In this section, we compare metrics for different models and plot a bar chart to visualize the differences in their performance. We also save the comparison results to a file for future reference.

In [None]:
def print_scores(dml_obj):
    summary_df = dml_obj.summary
    print("Summary DataFrame columns:", summary_df.columns)
    print("Summary DataFrame index:", summary_df.index)
      
    scores = summary_df.loc['d']
    return scores

# Calculate and store scores for comparison
scores = {
    "FLAML Manual Tuned": obj_dml_plr_manual_tuned.summary.loc['d'],
    "FLAML API Tuned": dml_plr_obj_api_tuned.summary.loc['d'],
    "AutoML Untuned": dml_plr_obj_untuned_automl.summary.loc['d'],
    "Dummy": dml_plr_obj_dummy.summary.loc['d']
}

# Convert the scores dictionary to a DataFrame for plotting
scores_df = pd.DataFrame(scores).T

# Plot MSE for l_of_X and m_of_X separately
scores_df['coef'].plot(kind="bar", title="MSE for l_of_X")
plt.ylabel('RMSE')
plt.xticks(rotation=45)
plt.tight_layout()
plt.show()

scores_df['std err'].plot(kind="bar", title="MSE for m_of_X")
plt.ylabel('RMSE')
plt.xticks(rotation=45)
plt.tight_layout()
plt.show()

### Observations

- **Coefficient Values**: The coefficients for the `FLAML Manual Tuned` and `FLAML API Tuned` models are quite similar, with the API-tuned model having a slightly higher coefficient.

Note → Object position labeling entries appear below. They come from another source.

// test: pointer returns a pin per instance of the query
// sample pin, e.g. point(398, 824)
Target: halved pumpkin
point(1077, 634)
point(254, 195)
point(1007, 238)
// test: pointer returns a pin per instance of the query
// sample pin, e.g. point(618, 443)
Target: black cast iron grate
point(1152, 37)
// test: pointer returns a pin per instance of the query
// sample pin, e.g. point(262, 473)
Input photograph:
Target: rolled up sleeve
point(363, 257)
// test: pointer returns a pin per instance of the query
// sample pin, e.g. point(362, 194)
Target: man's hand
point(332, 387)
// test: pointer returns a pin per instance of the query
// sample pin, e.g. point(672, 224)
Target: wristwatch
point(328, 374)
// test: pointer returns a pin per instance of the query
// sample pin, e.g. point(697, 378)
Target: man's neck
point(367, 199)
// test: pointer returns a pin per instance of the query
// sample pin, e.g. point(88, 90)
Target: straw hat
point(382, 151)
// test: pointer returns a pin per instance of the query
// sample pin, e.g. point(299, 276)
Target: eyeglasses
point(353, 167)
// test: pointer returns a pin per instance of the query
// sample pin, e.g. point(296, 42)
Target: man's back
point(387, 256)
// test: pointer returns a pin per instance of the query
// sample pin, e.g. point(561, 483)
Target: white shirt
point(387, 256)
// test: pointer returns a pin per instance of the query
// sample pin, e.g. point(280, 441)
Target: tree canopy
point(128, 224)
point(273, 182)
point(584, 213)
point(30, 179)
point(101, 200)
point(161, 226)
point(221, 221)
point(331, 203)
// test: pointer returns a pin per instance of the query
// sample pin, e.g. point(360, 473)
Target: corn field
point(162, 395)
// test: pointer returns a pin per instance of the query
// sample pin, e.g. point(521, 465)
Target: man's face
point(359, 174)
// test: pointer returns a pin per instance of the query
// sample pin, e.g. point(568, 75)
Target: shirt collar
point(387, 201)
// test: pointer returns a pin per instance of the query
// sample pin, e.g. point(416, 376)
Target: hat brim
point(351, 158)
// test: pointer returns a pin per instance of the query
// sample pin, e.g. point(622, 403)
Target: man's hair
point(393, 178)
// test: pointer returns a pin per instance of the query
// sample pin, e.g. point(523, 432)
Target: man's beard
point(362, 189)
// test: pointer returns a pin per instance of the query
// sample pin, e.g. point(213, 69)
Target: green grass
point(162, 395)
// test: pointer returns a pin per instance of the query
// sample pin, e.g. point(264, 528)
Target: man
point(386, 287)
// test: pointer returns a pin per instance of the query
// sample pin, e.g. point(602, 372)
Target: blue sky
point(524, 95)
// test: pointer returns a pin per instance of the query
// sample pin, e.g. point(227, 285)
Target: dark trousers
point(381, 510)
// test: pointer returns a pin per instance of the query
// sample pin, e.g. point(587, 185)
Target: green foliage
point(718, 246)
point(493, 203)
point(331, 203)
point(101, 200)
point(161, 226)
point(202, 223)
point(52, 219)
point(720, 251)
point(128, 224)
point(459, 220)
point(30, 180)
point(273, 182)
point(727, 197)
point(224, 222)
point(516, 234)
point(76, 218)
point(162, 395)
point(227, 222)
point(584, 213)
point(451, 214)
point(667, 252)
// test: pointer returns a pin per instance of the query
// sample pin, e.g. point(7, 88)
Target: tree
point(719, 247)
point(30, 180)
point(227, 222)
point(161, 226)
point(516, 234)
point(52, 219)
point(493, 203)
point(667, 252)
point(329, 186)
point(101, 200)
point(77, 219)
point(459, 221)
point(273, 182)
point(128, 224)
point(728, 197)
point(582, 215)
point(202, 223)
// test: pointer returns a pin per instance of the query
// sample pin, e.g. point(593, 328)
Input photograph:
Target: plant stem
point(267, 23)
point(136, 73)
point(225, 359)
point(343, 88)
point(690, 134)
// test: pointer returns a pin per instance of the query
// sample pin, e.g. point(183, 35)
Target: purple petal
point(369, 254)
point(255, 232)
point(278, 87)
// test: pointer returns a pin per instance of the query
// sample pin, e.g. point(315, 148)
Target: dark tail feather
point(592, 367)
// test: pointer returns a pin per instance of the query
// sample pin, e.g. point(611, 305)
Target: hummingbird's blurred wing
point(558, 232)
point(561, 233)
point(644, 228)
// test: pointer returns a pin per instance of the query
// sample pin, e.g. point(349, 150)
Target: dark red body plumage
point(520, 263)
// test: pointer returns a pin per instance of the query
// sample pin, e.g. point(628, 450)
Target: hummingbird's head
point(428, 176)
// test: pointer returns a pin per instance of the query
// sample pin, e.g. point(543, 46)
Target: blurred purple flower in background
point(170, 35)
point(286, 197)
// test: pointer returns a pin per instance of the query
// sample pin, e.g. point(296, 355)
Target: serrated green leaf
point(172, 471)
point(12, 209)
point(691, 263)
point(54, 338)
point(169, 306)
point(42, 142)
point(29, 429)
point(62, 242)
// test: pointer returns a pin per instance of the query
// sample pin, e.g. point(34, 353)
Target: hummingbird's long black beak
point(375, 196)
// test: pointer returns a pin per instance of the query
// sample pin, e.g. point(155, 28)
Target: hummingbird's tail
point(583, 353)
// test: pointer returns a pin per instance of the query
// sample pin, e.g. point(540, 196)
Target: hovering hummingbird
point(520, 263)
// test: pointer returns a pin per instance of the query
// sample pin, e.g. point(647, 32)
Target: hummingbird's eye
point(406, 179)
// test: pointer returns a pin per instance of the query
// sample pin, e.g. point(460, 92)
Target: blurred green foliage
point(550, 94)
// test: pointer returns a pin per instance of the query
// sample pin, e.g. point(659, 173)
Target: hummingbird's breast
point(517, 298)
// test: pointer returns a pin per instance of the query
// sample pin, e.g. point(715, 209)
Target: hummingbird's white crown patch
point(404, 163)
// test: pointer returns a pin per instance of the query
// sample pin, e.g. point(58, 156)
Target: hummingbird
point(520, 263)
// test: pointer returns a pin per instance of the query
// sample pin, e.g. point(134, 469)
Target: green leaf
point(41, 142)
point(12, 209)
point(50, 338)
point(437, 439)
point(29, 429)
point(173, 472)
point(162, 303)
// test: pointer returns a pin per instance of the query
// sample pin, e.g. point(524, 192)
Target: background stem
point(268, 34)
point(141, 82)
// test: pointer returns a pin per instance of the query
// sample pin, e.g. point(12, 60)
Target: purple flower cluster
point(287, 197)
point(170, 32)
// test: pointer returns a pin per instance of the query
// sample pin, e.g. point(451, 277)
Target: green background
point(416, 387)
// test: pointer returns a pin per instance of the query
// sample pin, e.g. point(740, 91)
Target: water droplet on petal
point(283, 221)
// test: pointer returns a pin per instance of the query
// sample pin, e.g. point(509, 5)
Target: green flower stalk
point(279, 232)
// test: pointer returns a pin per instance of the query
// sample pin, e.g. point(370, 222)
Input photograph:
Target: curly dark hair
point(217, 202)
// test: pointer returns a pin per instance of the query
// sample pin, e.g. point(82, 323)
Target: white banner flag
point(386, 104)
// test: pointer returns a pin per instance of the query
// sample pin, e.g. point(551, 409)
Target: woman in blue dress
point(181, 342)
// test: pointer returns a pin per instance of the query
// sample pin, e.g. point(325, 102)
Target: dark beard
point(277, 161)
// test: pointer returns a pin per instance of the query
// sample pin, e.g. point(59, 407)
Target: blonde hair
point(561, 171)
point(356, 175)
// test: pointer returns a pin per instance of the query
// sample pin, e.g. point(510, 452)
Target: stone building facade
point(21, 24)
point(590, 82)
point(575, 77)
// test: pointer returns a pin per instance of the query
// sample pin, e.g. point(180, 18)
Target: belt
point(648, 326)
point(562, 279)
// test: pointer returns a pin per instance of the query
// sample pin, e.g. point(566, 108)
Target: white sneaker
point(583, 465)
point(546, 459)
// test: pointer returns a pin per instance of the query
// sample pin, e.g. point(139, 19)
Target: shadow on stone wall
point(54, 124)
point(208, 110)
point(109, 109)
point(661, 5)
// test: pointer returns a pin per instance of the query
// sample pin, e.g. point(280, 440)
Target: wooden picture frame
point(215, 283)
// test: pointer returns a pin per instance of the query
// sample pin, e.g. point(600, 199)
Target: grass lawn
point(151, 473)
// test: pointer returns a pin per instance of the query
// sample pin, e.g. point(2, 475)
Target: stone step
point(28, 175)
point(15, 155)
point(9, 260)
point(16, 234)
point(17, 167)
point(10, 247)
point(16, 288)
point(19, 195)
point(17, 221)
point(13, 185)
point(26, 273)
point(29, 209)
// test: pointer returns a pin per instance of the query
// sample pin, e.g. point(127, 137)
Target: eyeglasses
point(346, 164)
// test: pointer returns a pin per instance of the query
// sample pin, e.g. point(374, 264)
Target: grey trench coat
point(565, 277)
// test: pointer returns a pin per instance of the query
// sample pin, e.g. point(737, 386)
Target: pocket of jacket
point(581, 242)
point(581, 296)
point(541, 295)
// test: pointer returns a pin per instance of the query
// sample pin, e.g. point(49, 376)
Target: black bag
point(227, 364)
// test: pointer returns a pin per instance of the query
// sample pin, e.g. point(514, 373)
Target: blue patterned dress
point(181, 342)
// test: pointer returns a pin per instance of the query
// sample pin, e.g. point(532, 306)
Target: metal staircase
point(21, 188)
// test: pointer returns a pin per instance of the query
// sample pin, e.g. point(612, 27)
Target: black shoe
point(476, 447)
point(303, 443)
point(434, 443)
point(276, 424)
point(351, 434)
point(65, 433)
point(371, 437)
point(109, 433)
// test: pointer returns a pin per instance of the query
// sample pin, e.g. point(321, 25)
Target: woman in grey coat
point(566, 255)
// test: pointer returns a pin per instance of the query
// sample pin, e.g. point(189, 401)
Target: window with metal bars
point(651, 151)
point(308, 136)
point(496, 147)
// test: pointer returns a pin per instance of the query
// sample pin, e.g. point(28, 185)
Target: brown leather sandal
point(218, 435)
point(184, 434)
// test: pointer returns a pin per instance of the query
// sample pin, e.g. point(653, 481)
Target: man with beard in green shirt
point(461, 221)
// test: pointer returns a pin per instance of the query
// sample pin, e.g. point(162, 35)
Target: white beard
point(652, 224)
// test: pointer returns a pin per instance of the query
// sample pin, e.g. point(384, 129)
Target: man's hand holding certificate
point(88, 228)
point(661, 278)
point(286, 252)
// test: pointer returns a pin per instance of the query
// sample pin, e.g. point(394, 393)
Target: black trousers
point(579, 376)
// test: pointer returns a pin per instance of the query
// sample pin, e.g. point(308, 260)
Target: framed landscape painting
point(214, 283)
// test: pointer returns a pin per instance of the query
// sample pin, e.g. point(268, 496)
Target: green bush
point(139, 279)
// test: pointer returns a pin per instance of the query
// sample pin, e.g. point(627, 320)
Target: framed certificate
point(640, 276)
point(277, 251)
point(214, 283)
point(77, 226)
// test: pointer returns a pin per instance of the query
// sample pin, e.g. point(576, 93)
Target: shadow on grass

Both are lower compared to the `AutoML Untuned` and `Dummy` models.
- **Untuned AutoML Models**: The `AutoML Untuned` models yield a higher coefficient compared to the manually tuned FLAML models, indicating that the automated process of model tuning in AutoML may have overestimated the effect. The `Dummy` model has the highest coefficient, suggesting it could be overfitting or has a higher baseline value.

### Conclusion

- The **FLAML Manual Tuned** and **FLAML API Tuned** models provide similar results with coefficients close to 0.5, suggesting robust performance within their tuned configurations.
- The **AutoML Untuned** models offer higher coefficient values, indicating that even though they are untuned, they still provide a noticeable increase in coefficient compared to the tuned FLAML models.
- The **Dummy** model, having the highest coefficient, shows the largest discrepancy. This reflects the fact, that the learner is not actually learning any meaningful relationship between the features and the outcome/treatment variable. 

Overall, the manually tuned FLAML models and the API-tuned FLAML models show good alignment with the expectations, while the untuned and dummy models present larger coefficients which may suggest the need for further tuning or validation.